Mount Washington Road Race
Pinkham Notch, NH
June 18, 2016
Okay, if you haven’t registered for the Mount Washington Road Race by the time you read this, then you’re probably not running it, seeing as it’s taking place this weekend. Still, if you missed it this year, you may want to put it on your calendar for 2017. If you dare, that is. This course is one of the toughest you’ll find, a 7.6 mile climb up to the summit of Mt. Washington, climbing more than 4,500 feet with grades that average of 12%. In short, this isn’t for the faint of heart (or cardio fitness). But what a race it is. If you make it, not only do you end at the top of New England’s most famous peak, you’ll also be treated to a little something that’s near and dear to hearts: a breathtaking view that includes our namesake, Tuckerman’s ravine.
Beach to Beacon
Cape Elizabeth, ME
August 6, 2016
This dramatic 10k is the baby of Joan Benoit Samuelson, a native of Cape Elizabeth and the winner of the first women’s Marathon in the 1984 Olympics. As one of the trailblazers in women’s distance running Joan Benoit wanted to create a race tied to her home training ground. And what a training ground it is: starting at Crescent Beach State Park in Cape Elizabeth the route winds along ocean vistas before ending at Portland Head Light, the nation’s first commissioned lighthouse. If being on the coast of Maine in August isn’t reason enough for a trip, this gorgeous race should seal the deal.

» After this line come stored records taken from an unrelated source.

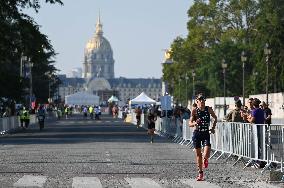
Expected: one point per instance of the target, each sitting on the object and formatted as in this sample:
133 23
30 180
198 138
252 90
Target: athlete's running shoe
200 176
205 162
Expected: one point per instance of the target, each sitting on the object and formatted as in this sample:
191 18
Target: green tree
20 36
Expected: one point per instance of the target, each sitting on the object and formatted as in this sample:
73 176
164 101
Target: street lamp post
243 59
267 52
224 66
186 94
31 82
193 85
255 75
179 94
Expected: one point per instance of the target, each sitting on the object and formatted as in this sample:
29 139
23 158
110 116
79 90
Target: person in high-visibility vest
27 118
91 111
22 116
66 112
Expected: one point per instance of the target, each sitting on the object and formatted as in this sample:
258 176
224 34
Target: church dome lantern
98 55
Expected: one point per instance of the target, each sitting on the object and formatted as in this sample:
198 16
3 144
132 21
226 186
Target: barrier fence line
13 122
250 143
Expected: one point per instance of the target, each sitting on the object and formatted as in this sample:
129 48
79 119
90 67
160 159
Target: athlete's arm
192 120
212 113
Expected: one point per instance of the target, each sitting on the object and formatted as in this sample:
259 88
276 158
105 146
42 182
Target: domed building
98 74
98 57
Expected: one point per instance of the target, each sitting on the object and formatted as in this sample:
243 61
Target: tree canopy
22 43
222 29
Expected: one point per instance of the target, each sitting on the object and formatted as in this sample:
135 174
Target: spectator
267 113
257 117
151 124
138 112
235 115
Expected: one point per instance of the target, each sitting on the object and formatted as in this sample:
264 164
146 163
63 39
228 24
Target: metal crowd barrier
251 143
12 123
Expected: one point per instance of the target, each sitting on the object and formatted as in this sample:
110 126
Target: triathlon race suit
201 135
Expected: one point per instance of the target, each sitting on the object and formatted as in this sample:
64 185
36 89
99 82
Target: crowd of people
255 112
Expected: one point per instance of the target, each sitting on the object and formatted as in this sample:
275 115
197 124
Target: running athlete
200 120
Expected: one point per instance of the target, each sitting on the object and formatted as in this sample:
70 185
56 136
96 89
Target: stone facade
98 77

Bridge of Flowers 10k Classic
Shelburne Falls, MA
August 13, 2016
Don’t let allergies deter you from the Bridge of Flowers 10k Classic. This event, which is just a stone’s throw from where the members of Team Tuckerman grew up, is suitable for novice runners and seasoned athletes alike. Early on in the race, you’ll run through the course’s namesake - a unique garden that connects both sides of the beautiful Deerfield River. However, it’s not just a run in the park - or, rather, garden. Shortly after the bridge, you’ll face a gentle climb over Crittenden Hill and continue on through a classically beautiful New England hill town. After the race, you can also take a breather at the famous “pot holes” a geologic marvel of glacial carved stone that’s a favorite local hangout. (Photo credit: Geoff Bluh)
Falmouth Road Race
August 21, 2016
The Falmouth road race may be the second-most famous race in New England after Boston, with a legacy that goes back almost 45 years. It’s early racers were into running before it became a “thing” and included luminaries such as Marathon champ Frank Shorter and “Boston Billy Rodgers” as well as characters like Tommy Leonard, a running-aficionado who also worked at The Brothers Four, one of the few runners’ bars in existence. The course itself is reason enough to go - winding along some of the Cape’s most beautiful scenery - but you’ll also earn a few bonus points for pounding the same road as running culture’s earliest movers and shakers.
New Haven Road Race
New Haven, CT
September 5, 2016
Okay, we’re admittedly a little biased on this one. Biased, since this race runs right past Tuckerman headquarters every Labor Day weekend, but you can’t exactly write it off as a neighborhood fun run. For one it’s the site of the USATF 20k championship every year, which means that there are some serious racers in the mix, as well as a handful of former Olympians and Champions who are typically on hand. The race itself is fast and flat, looping through some of Yale’s most gorgeous architecture, out past the neighborhood of East Rock before looping back and finishing downtown. Runners have the option of a half-marathon, 20k, or 5k races, and should have plenty of spectators on hand to cheer them on. Heck, if you’re there this year, let us know and team Tuckerman will come cheer you on ourselves!